Monthly Archive: December 2012

Cost Segregation

Cost Segregation is a tax savings strategy that in my view defies logic. The underlying theory supporting Cost Segregation is at best a stretch of the truth, and at worst, an outright deception.  Yet the US Tax Court decided in a 116 page July 27, 1997 opinion that Cost Segregation is legal.  For those who want read the case, here is the link:

So what is Cost Segregation and how can applying it to commercial real estate lower your income tax bill?  The concept started in the early 1970s with the very popular investment tax credit.  You purchase qualified property and you got the credit.  Special accelerated depreciation  rules were  enacted for this investment tax credit property and treasury regulations created a classification for real property called  “structural components”   The more structural components of a building you had, the larger the ITC and depreciation you could take.  Put a mortgage on the whole deal, put little of your own money down, and write off the interest as well.  It was a great deal while it lasted.

Now fast forward to 1986.  The Tax Reform Act that year repealed the ITC, and lengthened depreciation schedules. All of a sudden commercial property gets a 31 year life rather than 19.  (Just so you know, it’s 39 years now).  To make matters worse, passive real estate losses were eliminated as offset to ordinary income.  Almost overnight with no ITC and dramatically reduced depreciation, commercial real estate generated little annual tax benefit.  Taxpayers looked to their CPAs for relief.   CPAs began to look for a tax savings strategy and sure enough, the tax professionals discovered, or uncovered I should say, “component” classification of a building.  Furthermore, by “segregating” certain parts of a building into categories of movable property, the CPAs and Structural Engineers came up a way to legally circumvent in my opinion the congressional intent of the 1986 reform act.  With the US Tax Court eventually giving its blessing, and the IRS  acquiescing, a multibillion dollar Cost Segregation analysis industry was born to “segregate out” the cost of the tangible portion of a building.   With about $15k in hand, and a good engineering analysis the CPAs were able to confidently and legally rapidly depreciate substantial parts of commercial buildings on annual tax returns.
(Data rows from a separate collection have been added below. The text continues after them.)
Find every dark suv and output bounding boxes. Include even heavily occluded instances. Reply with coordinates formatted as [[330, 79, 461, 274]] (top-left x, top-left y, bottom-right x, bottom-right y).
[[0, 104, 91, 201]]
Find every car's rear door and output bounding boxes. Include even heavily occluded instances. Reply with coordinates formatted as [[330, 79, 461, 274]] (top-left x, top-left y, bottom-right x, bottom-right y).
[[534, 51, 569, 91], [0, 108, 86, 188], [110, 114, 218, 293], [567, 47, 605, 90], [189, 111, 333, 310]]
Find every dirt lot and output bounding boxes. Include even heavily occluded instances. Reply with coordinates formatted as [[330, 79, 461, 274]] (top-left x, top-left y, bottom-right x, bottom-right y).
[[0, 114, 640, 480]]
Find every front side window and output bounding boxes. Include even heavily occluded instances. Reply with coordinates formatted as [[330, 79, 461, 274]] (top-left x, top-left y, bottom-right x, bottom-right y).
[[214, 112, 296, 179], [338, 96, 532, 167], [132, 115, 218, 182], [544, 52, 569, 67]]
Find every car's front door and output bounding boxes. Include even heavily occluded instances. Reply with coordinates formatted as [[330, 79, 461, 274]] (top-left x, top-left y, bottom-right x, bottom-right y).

Let’s take a look at an example of how this works.  Let’s say you all purchase a commercial property for $30M (not including land) which has already been leased with triple net tenants prior to completion.  Without the benefit of a Cost Segregation analysis, you would be required to depreciate this baby over 39 1/2 years or approximately $759,494 a year as a write off.  However with Cost Segregation, you are able to write off some of the asset at a much faster rate which could save you millions in taxes over the life of the building.  How much you can write off at the rapid rate and how much tax you can save depends on how sophisticated an engineering analysis you can provide to the IRS.

What are my thoughts?  Congress should simply enact legislation to allow for rapid depreciation of a certain percentage of real property and do away with all this “cost segregation”.  For example, Congress could estimate the average tax savings at the national level of cost segregation.  Then all taxpayers could elect a safe harbor percentage of their newly purchased building for rapid depreciation.   Or in the alternative, Congress could change 39 years of misery into a very acceptable 20 year happy deal.   Very simple, very easy; but that would be too easy and too simple.  And as we all know, there is nothing easy or simple about the United States Income Tax Code.  And one more thing please:  Due to the complex nature of cost segregation analysis consult your tax professional before trying this on your own.